- The Washington Times - Wednesday, March 17, 2004

LAS VEGAS (AP) — The man suspected in two dozen sniper shootings that have terrorized motorists along Ohio highways was arrested at a Las Vegas motel early yesterday.

Charles A. McCoy Jr., 28, was taken into custody two days after he was identified as a suspect in the shootings that left one woman dead and pierced cars and homes in the Columbus area, said Las Vegas police Lt. Christopher Van Cleef.

“We got him in custody without incident,” Lt. Van Cleef said.

Police were told of Mr. McCoy’s whereabouts by a man who spotted him at the Stardust casino, recognized him from news reports and found out where he was staying, Lt. Van Cleef said. Las Vegas police staked out the motel and arrested Mr. McCoy in the parking lot.

“He wasn’t armed, but we haven’t been in the motel room or his vehicle yet,” Lt. Van Cleef said. He said police have impounded the car that Mr. McCoy was driving.
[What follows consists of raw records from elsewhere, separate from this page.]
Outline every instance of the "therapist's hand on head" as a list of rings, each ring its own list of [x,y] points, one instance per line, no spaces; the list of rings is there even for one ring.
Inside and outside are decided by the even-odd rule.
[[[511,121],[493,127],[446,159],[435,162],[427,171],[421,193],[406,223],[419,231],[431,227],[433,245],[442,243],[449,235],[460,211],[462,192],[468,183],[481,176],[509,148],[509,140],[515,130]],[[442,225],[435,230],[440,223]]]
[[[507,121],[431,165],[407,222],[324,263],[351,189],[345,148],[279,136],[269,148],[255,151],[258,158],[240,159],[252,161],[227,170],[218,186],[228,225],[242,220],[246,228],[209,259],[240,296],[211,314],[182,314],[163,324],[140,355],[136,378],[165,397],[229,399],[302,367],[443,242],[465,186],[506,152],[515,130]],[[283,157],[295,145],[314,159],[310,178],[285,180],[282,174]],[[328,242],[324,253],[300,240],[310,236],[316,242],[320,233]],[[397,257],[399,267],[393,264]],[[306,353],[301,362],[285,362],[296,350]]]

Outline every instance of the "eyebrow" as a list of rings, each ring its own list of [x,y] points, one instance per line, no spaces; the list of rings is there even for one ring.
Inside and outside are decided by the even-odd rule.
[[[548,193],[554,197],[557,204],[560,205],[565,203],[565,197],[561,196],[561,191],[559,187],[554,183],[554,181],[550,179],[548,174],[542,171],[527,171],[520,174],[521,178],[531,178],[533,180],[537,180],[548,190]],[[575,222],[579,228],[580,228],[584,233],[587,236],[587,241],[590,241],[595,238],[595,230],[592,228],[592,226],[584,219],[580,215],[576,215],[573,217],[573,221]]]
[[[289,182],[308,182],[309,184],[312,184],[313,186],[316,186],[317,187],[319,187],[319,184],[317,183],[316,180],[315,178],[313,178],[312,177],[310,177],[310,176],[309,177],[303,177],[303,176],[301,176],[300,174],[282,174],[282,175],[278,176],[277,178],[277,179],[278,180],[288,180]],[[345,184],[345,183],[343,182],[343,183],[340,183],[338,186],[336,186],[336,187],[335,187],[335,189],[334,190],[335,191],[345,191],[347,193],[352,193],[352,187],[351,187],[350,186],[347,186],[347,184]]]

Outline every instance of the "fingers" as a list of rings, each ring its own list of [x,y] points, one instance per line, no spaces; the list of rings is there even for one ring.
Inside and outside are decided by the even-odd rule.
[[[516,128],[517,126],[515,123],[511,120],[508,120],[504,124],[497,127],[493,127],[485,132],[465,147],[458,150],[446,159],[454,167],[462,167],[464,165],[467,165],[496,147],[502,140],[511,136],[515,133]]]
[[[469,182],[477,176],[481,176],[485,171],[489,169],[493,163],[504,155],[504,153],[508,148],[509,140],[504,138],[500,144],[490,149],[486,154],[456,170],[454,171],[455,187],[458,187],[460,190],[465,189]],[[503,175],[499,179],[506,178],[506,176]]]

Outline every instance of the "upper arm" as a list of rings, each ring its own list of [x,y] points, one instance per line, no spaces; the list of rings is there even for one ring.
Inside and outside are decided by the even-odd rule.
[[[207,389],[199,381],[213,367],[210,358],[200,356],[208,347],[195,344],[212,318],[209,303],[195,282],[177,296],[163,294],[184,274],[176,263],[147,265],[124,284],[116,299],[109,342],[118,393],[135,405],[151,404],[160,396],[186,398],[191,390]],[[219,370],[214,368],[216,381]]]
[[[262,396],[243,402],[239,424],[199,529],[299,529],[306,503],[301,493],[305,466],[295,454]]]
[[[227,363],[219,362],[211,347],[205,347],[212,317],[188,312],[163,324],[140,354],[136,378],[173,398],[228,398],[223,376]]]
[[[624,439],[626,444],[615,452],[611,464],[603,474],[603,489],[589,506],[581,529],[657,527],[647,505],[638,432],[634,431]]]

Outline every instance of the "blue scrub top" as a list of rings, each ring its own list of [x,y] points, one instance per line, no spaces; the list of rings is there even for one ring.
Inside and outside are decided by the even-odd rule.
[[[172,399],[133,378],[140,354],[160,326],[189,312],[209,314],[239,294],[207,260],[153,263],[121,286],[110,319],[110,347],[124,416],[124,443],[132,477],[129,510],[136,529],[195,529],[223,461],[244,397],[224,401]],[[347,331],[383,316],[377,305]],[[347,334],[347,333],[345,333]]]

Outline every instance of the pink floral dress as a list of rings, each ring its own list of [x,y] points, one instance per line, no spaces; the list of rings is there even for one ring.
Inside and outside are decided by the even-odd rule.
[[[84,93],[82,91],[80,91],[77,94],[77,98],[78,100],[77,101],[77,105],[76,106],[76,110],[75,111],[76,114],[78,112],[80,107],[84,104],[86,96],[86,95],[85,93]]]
The son of the only person to be struck in the shootings praised law-enforcement efforts and said the family of Gail Knisley, 62, was glad Mr. McCoy was in custody.

“We are glad for today’s news, but our hearts will never be the same,” Brent Knisley said at a news conference in Columbus.

Authorities had said Mr. McCoy had a history of mental illness and was thought to be armed, with “suicidal or homicidal tendencies.” His family disputed that description, calling Mr. McCoy troubled but peaceful.

“I knew it would happen without incident because he was a very passive individual,” Mr. McCoy’s sister Amy Walton said on NBC’s “Today” show. “This came as a great shock to our family.”

Police have not suggested a motive for the sniper attacks, and few details have emerged about their suspect.

Conrad Malsom, 60, of Las Vegas, said he told authorities that he met Mr. McCoy at the Stardust casino on Tuesday. He said he offered Mr. McCoy a slice of pizza and recognized the disheveled-looking man with a darkening beard.

Mr. McCoy was reading a copy of USA Today that featured his photograph, Mr. Malsom said.

“In my heart and mind, I knew this was the man the police in Ohio were looking for,” Mr. Malsom told the Associated Press.

He said Mr. McCoy told him that his name was “Mike” and that he was staying at the nearby motel. When he left the casino, Mr. Malsom found “bizarre writing” on an 8-inch-by-14-inch sports betting sheet the man left behind.

“Each line started with ‘You’ or ‘You are,’ but you can’t read it, you can’t read any of it,” Mr. Malsom said.

He said he turned over the sheet to authorities, along with a water glass, matchbook and lunch wrappers that Mr. McCoy left behind.

FBI Special Agent Todd Palmer said Mr. McCoy is being processed in the agency’s office and likely will be transferred to the U.S. Attorney’s Office. Authorities said Mr. McCoy had been questioned about the shootings, but not charged.

An arrest warrant accuses Mr. McCoy of felonious assault in a shooting with a 9 mm handgun that damaged a house on Dec. 15.

The 24 shootings near several highways on the southern outskirts of Columbus pierced homes and a school, dented school buses, flattened tires and shattered windshields. They began in May.

The shootings prompted commuters to take detours and schools to cancel classes or hold recess indoors. Police increased patrols, and the state installed cameras on poles along Interstate 270.